Manage Login
Explore commands to manage Login Configurations to integrate Affinidi Login into your application. Use User Groups to manage user’s authorisation into your application as part of the access token.
Note
You can only create up to 10 Configurations per Project. If you wish to create more than 10 Configurations, you must create a new Project.Command References
affinidi login
Use these commands for user login configuration and group management
affinidi login add-user-to-group
Adds a user to a user group
USAGE
affinidi login add-user-to-group [--json] [--no-color] [--no-input] [--group-name [value]] [--user-id [value]]
FLAGS
--group-name=[value]
Name of the user group
--user-id=[value]
Id of the user. Currently the user’s DID is supported.
GLOBAL FLAGS
--json
Format output as json.
--no-color
Disables color in the output.
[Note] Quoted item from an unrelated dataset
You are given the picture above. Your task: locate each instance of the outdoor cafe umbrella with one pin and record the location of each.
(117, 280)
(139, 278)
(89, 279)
If you have trouble distinguishing colors, consider using this flag.
--no-input
Disables all the interactive prompts
EXAMPLES
affinidi login add-user-to-group --group-name my_group --user-id did:key:12345
affinidi login create-config
Creates a login configuration in your active project
USAGE
affinidi login create-config [--json] [--no-color] [--no-input] [-f [value] | -n [value] | -u [value] | --token-endpoint-auth-method client_secret_basic|client_secret_post|none | --claim-format array|map | --client-name [value] | --client-origin [value] | --client-logo [value]]
FLAGS
-f, --file=[value]
Location of a json file containing login configuration data
-n, --name=[value]
Name of the login configuration
-u, --redirect-uris=[value]
OAuth 2.0 redirect URIs, separated by space
--claim-format=[option]
ID token claims output format. Defaults to array [options: array|map]
--client-logo=[value]
URL of a logo for the client, displayed in the consent page
--client-name=[value]
Name of the client, displayed in the consent page
--client-origin=[value]
Origin of the client, displayed in the consent page
--token-endpoint-auth-method=[option]
Client authentication method for the token endpoint. Defaults to client_secret_post [options: client_secret_basic|client_secret_post|none]
GLOBAL FLAGS
--json
Format output as json.
--no-color
Disables color in the output. If you have trouble distinguishing colors, consider using this flag.
--no-input
Disables all the interactive prompts
EXAMPLES
affinidi login create-config
affinidi login create-config -f loginConfig.json
affinidi login create-config -n MyLoginConfig -u http://localhost:8080/callback
affinidi login create-config --name "My Login Config" --redirect-uris "https://my-fancy-project.eu.auth0.com/login/callback http://localhost:8080/callback" --token-endpoint-auth-method client_secret_post --claim-format array --client-name "My App Name" --client-origin http://localhost:8080 --client-logo http://localhost:8080/logo
FLAG DESCRIPTIONS
–token-endpoint-auth-method=client_secret_basic|client_secret_post|none Client authentication method for the token endpoint. Defaults to client_secret_post The options are: client_secret_post: (default) Send client_id and client_secret as application/x-www-form-urlencoded in the HTTP body client_secret_basic: Send client_id and client_secret as application/x-www-form-urlencoded encoded in the HTTP Authorization header none: For public clients (native/mobile apps) which can not have a secret
affinidi login create-group
Create a user group in your active project
USAGE
affinidi login create-group [--json] [--no-color] [--no-input] [-n [value]]
FLAGS
-n, --name=[value]
Name of the user group, that follows url-friendly pattern ^[a-z_]+$
GLOBAL FLAGS
--json
Format output as json.
--no-color
Disables color in the output. If you have trouble distinguishing colors, consider using this flag.
--no-input
Disables all the interactive prompts
EXAMPLES
affinidi login create-group -n my_new_group
affinidi login create-group --name my_new_group
affinidi login delete-config
Deletes a login configuration from your active project
USAGE
affinidi login delete-config [--json] [--no-color] [--no-input] [-i [value]]
FLAGS
-i, --id=[value]
ID of the login configuration
GLOBAL FLAGS
--json
Format output as json.
--no-color
Disables color in the output. If you have trouble distinguishing colors, consider using this flag.
--no-input
Disables all the interactive prompts
EXAMPLES
affinidi login delete-config -i [value]
affinidi login delete-config --id [value]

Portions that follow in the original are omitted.